Based on the clues from the books in general - 5K to 10K sounds fine by me.

But what if you consider the typically large families Hobbits apparently had. Also consider their long lifespans. And finally consider the general lack of constraints on population like severe weather or disease or lack of natural resources or raiding orcs or wars or whatever that normally serves to curb population growth. They had what, an orc raiding party many generations prior and a bad winter way back when...? At that rate you'd figure 100s of 1000s and bursting at the seams - which of course doesn't jive w/ the book at all.

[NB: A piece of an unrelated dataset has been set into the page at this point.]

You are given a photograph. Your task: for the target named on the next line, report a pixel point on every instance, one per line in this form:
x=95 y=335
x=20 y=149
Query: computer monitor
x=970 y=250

Personally I never found the large hobbit family descriptions, healthy lifespans and apparently abundant natural resources of the Shire to reconcile themselves to the modest rural population sense I have of the shire.


----------



## Ardamir the Blessed (Aug 17, 2003)

Here are some quotes from LR that *may* give further clues about the population of the Shire:


> Anyway: there was this Mr. Frodo left an orphan and stranded, as you might say, among those ***** Bucklanders, being brought up anyhow in Brandy Hall. A regular warren, by all accounts. Old Master Gorbadoc never had fewer than *a couple of hundred relations* in the place.





> Before long the invitations began pouring out, and the Hobbiton post-office was blocked, and the Bywater post-office was snowed under, and voluntary assistant postmen were called for. There was a constant stream of them going up the Hill, carrying *hundreds* of polite variations on _Thank you, I shall certainly come_.





> They thought of the slanting light of evening glittering on the Brandywine River, and the windows of Bucklebury beginning to gleam with *hundreds of lights*.





> The village of Bree had some *hundred stone houses of the Big Folk*, mostly above the Road, nestling on the hillside with windows looking west.





> ‘Then why do you do their work far them?’ said Sam angrily. ‘Who sent you to Frogmorton?’
> ‘No one did. We stay here in the big Shirriff-house. We’re the First Eastfarthing Troop now. There’s *hundreds of Shirriffs* all told and they want more, with all these new rules.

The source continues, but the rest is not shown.